Так успокаивал себя Стаев. Однако нехорошее ощущение, возникшее при осмотре мест происшествия, не проходило. Вдруг возникла мысль: как будто раньше встречалось уже похожее дело. Хотя следователь точно помнил: ничего подобного не было, да и не могло быть.
– Не нравится мне поведение директора, – пробормотал Стаев. – Как будто недоговаривает чего-то. Мутный он какой-то.
Совершив круг по кабинету, Стаев сел, достал из папки протоколы, положил перед собой карандаш и ручку. Едва он закончил приготовления к бумажной работе, как в кабинет вошли опер в кожаном пиджаке и майор Ким. За ними топтался обеспокоенный Иван Павлович.
– Шайгина привезли, – сообщил опер.
– Вожатого? – удивился Стаев. – А почему его не госпитализировали? Вы же говорили, он в отрубе был.

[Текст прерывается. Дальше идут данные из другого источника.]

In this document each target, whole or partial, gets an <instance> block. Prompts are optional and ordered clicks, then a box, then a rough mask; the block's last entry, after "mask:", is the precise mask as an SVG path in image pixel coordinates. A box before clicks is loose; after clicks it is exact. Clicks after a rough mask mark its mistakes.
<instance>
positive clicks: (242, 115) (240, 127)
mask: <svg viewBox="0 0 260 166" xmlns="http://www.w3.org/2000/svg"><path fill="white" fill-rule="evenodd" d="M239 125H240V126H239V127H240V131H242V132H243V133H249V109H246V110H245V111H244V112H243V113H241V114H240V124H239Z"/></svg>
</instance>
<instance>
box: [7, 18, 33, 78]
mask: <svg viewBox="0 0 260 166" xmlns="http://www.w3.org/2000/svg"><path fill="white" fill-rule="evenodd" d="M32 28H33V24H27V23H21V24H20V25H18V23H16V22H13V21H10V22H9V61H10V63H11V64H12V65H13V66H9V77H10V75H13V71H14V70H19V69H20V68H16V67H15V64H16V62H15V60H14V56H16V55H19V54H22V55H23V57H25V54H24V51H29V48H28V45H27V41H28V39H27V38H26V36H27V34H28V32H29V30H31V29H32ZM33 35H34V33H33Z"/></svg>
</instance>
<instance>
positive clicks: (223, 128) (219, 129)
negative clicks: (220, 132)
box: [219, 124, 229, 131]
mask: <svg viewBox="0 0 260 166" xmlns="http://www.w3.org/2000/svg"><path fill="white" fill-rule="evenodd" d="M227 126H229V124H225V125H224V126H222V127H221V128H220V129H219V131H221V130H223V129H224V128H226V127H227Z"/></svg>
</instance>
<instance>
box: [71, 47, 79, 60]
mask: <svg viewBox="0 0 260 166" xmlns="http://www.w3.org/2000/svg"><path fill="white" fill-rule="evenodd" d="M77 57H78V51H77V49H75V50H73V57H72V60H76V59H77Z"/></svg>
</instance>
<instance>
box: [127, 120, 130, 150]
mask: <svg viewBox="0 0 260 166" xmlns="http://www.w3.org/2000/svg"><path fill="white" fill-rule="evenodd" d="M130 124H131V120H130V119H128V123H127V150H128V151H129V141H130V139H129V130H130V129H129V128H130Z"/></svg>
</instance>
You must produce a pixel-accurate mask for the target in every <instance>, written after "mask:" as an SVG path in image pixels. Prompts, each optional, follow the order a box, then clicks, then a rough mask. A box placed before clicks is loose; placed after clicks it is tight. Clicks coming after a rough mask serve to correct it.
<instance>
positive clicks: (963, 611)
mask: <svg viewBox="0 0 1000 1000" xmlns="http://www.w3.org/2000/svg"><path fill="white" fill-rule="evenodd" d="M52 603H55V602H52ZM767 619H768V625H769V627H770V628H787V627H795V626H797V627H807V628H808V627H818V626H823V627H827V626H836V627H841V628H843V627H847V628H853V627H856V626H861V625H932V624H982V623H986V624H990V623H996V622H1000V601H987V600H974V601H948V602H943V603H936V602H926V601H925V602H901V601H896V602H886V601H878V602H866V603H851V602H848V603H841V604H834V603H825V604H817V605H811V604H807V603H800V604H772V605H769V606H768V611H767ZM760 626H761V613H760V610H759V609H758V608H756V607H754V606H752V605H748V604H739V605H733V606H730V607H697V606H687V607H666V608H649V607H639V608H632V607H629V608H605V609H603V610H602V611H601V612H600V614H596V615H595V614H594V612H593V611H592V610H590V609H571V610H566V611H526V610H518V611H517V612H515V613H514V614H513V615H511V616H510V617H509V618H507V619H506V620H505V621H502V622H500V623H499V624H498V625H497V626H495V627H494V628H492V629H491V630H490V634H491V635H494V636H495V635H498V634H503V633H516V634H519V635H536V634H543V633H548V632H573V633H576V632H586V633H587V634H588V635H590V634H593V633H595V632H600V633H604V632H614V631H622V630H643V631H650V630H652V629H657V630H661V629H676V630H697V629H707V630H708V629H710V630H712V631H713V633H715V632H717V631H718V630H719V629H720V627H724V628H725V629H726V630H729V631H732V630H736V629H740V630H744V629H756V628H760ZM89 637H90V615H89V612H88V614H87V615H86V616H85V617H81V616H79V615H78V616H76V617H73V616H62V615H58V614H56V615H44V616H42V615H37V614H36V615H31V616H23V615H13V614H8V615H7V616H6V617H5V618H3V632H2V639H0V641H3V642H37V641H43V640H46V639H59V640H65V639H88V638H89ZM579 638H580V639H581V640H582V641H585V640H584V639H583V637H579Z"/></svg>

Следователь перевел взгляд на Кима.
– Да в диспансере этот цуцик пришел в себя и попросил отвезти его в лагерь, – сквозь зубы пробормотал майор. – А мои долбоежики зачем-то привезли его…
– Хотя бы анализы взяли? – поинтересовался Стаев. – Вот и ладушки!
– Мы его назад отвезем! – Ким шагнул к двери.
– Не стоит, – остановил его Стаев. – К чему? Если парень очнулся, побеседуем с ним.
– Но ведь… – попытался возразить Ким, но Стаев остановил его жестом и обратился к оперу в кожаном пиджаке:
– На этом остановимся. Дайте подозреваемому бумагу и карандаш. Вдруг напишет чистосердечное.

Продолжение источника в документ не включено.